6 December 2018

Nigeria to UN - Perpetrators of Heinous Crimes Have No Hiding Place in Nigeria

Photo: Human Rights Watch
(file photo).

The Nigerian Government on Tuesday pleaded with the United Nations to lift its embargo on individuals and other non-state actors violating the rights of Nigerians through wars and violence to be referred to the International Criminal Court, ICC, for prosecution.

Nigeria's Attorney General and Minister of Justice, Abubakar Malami, who is representing the country at the 17th Session of the Assembly of States Parties to the Rome Statute of the International Criminal Court, made the plea at The Hague, Netherlands.

Malami said: "The fight against impunity and commission of atrocious crimes is still far from being won. The sanctity of human life is still being desecrated, prohibited and weapons are still being deployed to commit mass murder, while perpetrators go unpunished.
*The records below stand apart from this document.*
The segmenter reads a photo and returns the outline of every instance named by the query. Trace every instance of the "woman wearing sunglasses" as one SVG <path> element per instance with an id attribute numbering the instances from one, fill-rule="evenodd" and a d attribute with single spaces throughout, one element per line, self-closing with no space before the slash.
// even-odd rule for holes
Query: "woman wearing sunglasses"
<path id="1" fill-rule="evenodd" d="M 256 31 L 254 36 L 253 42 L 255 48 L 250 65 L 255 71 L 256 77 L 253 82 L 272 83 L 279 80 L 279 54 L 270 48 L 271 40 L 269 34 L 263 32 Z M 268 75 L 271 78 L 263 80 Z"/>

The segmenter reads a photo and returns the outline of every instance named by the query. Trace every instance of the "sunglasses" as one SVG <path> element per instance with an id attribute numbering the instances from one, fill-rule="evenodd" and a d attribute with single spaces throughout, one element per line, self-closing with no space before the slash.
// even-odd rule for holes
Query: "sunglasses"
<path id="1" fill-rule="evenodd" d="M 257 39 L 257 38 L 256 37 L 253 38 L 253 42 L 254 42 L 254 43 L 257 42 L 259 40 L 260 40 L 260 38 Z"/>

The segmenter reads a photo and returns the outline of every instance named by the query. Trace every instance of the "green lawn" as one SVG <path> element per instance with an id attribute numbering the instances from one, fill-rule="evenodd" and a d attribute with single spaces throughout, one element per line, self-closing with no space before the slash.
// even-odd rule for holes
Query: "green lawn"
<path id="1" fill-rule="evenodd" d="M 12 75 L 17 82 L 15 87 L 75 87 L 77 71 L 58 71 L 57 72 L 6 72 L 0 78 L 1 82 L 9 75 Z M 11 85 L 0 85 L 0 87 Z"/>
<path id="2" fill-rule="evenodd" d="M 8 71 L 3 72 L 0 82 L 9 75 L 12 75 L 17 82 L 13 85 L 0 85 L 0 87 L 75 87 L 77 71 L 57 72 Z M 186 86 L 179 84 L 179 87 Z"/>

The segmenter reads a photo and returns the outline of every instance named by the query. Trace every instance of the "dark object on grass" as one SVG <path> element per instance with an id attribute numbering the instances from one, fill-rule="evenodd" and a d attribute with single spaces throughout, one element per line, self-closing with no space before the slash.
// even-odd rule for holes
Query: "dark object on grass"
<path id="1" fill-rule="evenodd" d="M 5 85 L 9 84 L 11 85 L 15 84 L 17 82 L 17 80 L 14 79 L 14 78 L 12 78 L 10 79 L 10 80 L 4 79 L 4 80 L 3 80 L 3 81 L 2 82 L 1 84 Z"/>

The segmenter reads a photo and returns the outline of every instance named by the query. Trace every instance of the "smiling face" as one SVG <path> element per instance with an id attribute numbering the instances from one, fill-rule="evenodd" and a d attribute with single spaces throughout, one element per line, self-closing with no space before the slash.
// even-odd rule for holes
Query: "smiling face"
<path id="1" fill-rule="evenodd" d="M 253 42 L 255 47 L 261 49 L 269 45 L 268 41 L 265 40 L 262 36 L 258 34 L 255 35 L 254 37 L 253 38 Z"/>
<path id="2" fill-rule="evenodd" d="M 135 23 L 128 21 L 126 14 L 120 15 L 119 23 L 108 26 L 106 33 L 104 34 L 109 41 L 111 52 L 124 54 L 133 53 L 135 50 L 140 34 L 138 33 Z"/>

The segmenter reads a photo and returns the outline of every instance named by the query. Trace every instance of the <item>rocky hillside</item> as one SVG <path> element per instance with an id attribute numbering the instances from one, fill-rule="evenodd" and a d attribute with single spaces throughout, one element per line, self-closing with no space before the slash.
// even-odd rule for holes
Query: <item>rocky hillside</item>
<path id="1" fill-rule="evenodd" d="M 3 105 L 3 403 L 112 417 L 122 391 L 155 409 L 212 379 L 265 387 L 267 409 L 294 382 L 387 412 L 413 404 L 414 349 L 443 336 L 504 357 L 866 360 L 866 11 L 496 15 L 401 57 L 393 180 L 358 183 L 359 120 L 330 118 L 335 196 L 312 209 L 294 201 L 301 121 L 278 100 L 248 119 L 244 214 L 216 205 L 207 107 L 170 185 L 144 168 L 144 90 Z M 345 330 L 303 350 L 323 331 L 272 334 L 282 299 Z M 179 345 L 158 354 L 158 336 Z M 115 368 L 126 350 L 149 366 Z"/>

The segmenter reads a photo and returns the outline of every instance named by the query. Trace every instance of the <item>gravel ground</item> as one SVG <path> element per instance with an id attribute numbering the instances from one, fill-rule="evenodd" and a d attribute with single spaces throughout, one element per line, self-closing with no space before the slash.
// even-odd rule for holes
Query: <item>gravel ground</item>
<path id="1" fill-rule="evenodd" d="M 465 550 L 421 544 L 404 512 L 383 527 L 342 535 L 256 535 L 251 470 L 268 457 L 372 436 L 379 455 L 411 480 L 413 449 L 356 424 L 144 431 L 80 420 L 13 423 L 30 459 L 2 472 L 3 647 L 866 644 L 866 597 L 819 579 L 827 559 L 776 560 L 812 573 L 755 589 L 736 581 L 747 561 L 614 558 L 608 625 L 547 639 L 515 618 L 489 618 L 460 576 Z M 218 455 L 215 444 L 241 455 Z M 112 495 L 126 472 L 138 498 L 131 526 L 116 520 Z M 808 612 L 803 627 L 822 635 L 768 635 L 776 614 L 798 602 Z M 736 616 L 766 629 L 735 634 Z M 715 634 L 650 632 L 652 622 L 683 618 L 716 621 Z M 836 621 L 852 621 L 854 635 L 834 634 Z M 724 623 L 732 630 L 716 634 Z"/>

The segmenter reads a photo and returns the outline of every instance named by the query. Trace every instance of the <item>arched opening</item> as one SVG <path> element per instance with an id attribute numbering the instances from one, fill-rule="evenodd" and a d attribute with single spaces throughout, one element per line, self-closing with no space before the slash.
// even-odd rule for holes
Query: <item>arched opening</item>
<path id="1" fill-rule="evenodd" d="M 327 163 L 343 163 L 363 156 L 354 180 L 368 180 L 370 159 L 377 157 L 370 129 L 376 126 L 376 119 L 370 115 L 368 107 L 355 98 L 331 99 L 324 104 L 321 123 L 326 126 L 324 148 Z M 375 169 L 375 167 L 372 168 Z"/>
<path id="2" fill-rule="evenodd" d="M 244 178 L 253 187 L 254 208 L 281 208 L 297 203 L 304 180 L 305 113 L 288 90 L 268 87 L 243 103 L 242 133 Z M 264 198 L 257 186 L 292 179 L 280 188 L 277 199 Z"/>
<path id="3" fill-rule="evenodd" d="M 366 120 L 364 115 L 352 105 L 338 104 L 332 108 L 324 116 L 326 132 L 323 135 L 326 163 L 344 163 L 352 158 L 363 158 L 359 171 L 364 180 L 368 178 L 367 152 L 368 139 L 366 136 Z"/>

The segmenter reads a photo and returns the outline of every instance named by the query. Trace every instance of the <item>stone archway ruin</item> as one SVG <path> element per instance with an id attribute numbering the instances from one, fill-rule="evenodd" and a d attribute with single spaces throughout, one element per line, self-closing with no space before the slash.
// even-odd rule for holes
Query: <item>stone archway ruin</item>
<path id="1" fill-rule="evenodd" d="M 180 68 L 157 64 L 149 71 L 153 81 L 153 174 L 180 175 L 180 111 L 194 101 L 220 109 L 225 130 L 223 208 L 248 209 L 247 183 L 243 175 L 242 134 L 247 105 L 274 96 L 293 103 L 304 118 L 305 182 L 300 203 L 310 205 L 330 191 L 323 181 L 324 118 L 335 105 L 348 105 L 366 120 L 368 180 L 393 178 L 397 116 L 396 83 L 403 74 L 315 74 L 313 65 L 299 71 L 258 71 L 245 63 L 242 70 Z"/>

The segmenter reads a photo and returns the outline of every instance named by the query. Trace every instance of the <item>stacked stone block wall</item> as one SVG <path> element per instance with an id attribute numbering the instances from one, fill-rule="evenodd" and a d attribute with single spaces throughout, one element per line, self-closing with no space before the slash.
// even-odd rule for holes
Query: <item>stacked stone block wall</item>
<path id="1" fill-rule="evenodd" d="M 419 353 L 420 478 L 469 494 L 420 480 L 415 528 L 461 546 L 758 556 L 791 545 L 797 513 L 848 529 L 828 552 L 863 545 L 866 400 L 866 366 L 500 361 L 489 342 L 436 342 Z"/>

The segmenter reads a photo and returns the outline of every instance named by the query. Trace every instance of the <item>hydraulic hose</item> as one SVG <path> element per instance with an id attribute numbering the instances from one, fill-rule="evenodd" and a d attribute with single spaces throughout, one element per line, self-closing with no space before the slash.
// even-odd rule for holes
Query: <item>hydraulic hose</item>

Meanwhile, victims' lives are ravaged and their peaceful communal co-existence truncated.

"Nigeria calls on the United Nations and indeed the entire global community to have a sober reflection on the sufferings of victims of wars worldwide and as quickly as possible remove all impediments , including that posed by the Veto power at the UN Security Council, which prevents referrals of non-state parties that have committed serious violations of the Rome Statute from being made and thereby denying international criminal justice.

While admitting the enormous tasks of the ICC, Nigeria pledged its unwavering commitment and cooperation with the ICC to ensure that perpetrators of heinous crimes have no hiding place in the country and are expeditiously brought to justice.

The Minister also made reference to the eight cases, which the ICC is examining against the Nigerian Army and Boko Haram insurgents, and assured that the federal government would fully cooperate with the court to get justice to those involved.

Malami said, "Presently, Nigeria is being examined by the Court regarding eight potential cases (six against the Boko Haram terrorists and two against the military). It is on record that Nigeria has fully cooperated and will continue to cooperate with the court in its efforts to unravel the facts and to get to the bottom of the cases.

"Nigeria has demonstrated beyond any iota of doubts that it is capable, willing and indeed is arresting, investigating, prosecuting and convicting, where the facts of the cases warrant, the perpetrators of heinous crimes in fulfilment of our primary national jurisdiction over Rome Statute crimes.

"Consequently, Nigeria will work to safeguard the integrity of the Rome Statute and its cornerstone principles. Nigeria also commits itself to strengthen and defend the ICC's judicial and prosecutorial independence, including by ensuring a proactive, fair, informed and transparent search and selection process for the next ICC prosecutor.

"Nigeria is still battling with terrorism. It should be remembered that the fight against terrorism anywhere in the world is unconventional and asymmetrical, unlike conventional warfare in which enemies can easily be distinguished by their uniforms.

"The Nigerian military has paid and is still paying supreme sacrifices in this fight due to its difficult nature. Nevertheless, the Nigerian military has strict rules of engagement and its armed forces area adequately briefed on them.

"The government of Nigeria takes all allegations of human rights and other violations against military personnel seriously and thoroughly investigates them, and when credible, has brought some members of the military to trial.

"We therefore, wish to reassure the court and state parties that we remain fully committed to our obligations under the Rome Statute," Malami pledged on behalf of the Nigerian Government at the global event.